Granulocyte Colony-Stimulating Factor in Induction Treatment of Children With Non-Hodgkin’s Lymphoma: A Randomized Study of the French Society of Pediatric Oncology

By C. Patte, A. Laplanche, A. I. Bertozzi, A. Baruchel, D. Frappaz, C. Schmitt, F. Mechinaud, B. Nelken, P. Boutard, J. Michon

From the Departments of Pediatrics and Statistics, Institut Gustave Roussy, Villejuif; Onco-Hematology Pediatrics Department, Hôpital Purpan, Centre Hospitalier Universitaire, Toulouse; Pediatric Hematology Department, Hôpital St-Louis, and Pediatrics Department, Institut Curie, Paris; Pediatrics Department, Centre Léon Bérard, Lyon; Onco-Hematology Pediatrics Department, Hôpital Brabois, Centre Hospitalier Universitaire, Nancy; Onco-Hematology Pediatrics Department, Centre Hospitalier Universitaire, Nantes; Onco-Hematology Pediatrics Department, Centre Hospitalier Universitaire, Lille; and Onco-Hematology Pediatrics Department, Centre Hospitalier Universitaire, Caen, France.
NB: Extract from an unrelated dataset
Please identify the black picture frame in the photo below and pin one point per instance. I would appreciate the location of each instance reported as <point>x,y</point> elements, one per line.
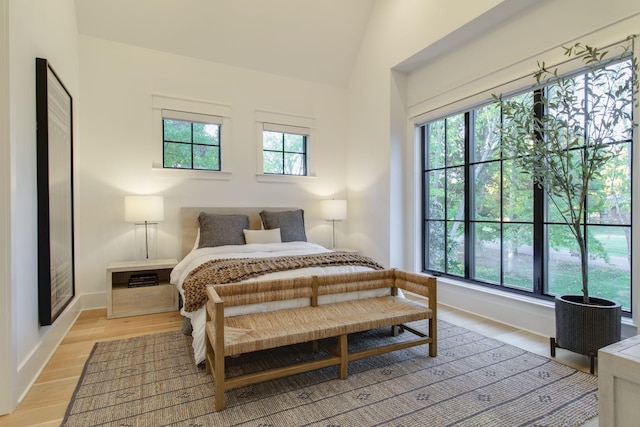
<point>54,139</point>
Address reprint requests to Catherine Patte, MD, Pediatrics Department, Institut Gustave Roussy, Rue Camille Desmoulins, 94805 Villejuif Cedex, France; email: patte{at}.igr.fr

PURPOSE: To determine whether granulocyte colony-stimulating factor (G-CSF; lenograstim) decreases the incidence of febrile neutropenia after induction courses in treatment of childhood non-Hodgkin’s lymphoma (NHL).
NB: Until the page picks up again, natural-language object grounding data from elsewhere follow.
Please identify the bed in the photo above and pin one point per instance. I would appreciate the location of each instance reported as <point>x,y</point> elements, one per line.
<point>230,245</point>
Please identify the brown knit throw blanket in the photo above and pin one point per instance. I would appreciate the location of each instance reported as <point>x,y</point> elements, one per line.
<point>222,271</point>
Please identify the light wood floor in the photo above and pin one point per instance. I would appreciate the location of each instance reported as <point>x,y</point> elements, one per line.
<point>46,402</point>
PATIENTS AND METHODS: Patients were randomized to receive (G-CSF+) or not receive (G-CSF-) prophylactic G-CSF, 5 µg/kg/d, from day 7 until an absolute neutrophil count >= 500/µL was sustained over 48 hours, after two consecutive induction courses of cyclophosphamide 1.5 or 3 g/m2, vincristine 2 mg/m2, prednisone 60 mg/m2/d x 5, doxorubicin 60 mg/m2, high-dose methotrexate 3 or 8 g/m2, and intrathecal injections (COPAD[M]) on protocols LMB89, LMT89, and HM91 of the French Society of Pediatric Oncology.
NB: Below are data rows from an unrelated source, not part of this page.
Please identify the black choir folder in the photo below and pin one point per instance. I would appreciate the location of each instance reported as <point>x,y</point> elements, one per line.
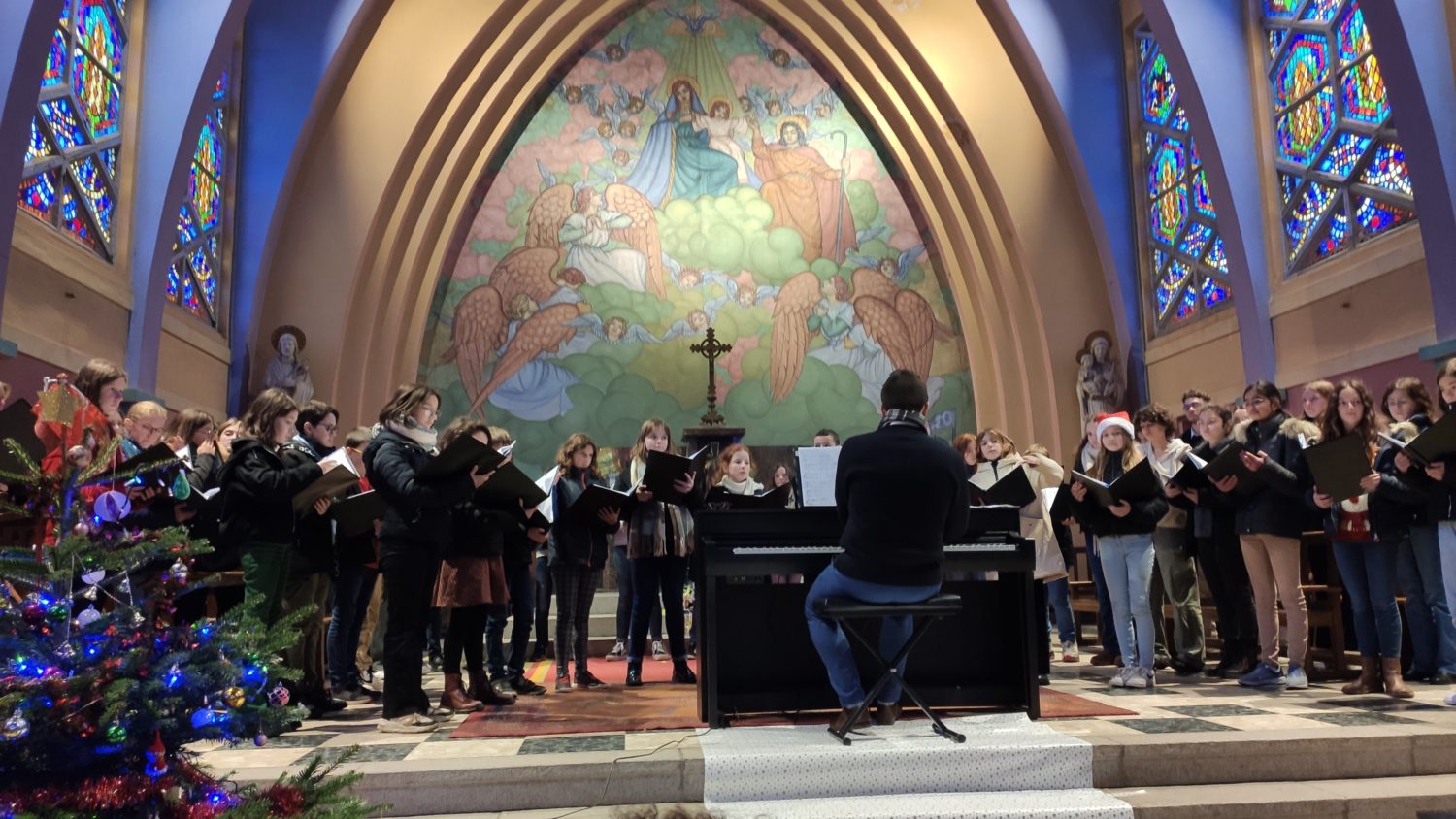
<point>1138,483</point>
<point>334,483</point>
<point>17,423</point>
<point>459,457</point>
<point>1012,490</point>
<point>509,486</point>
<point>587,507</point>
<point>663,470</point>
<point>1339,466</point>
<point>1438,442</point>
<point>777,498</point>
<point>355,513</point>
RESULTS: One hundred forty-eight patients were assessable, 75 G-CSF+ and 73 G-CSF-. Although duration of neutropenia less than 500/µL was 3 days shorter in G-CSF+ patients (P = 10-4), incidence of febrile neutropenia (89% v 93% in the first course, 88% v 88% in the second course), durations of hospitalization and antimicrobial therapy, percentages of infections, mucositis, and transfusions were not significantly different. Although the percentage of G-CSF+ patients commencing the following course on day 21 was significantly higher (84% v 68% after the first and 57% v 38% after the second course; P < .05), the median delay between the two courses was only 1 day less in G-CSF+ patients (median delay after first COPAD(M), 19 v 20 days, P = .01; after second, 21 v 22 days, P = not significant). Remission and survival rates were similar in both arms.

CONCLUSION: This study demonstrates that G-CSF did not decrease treatment-related morbidity, nor increase the dose-intensity in children undergoing COPAD(M) induction chemotherapy for NHL.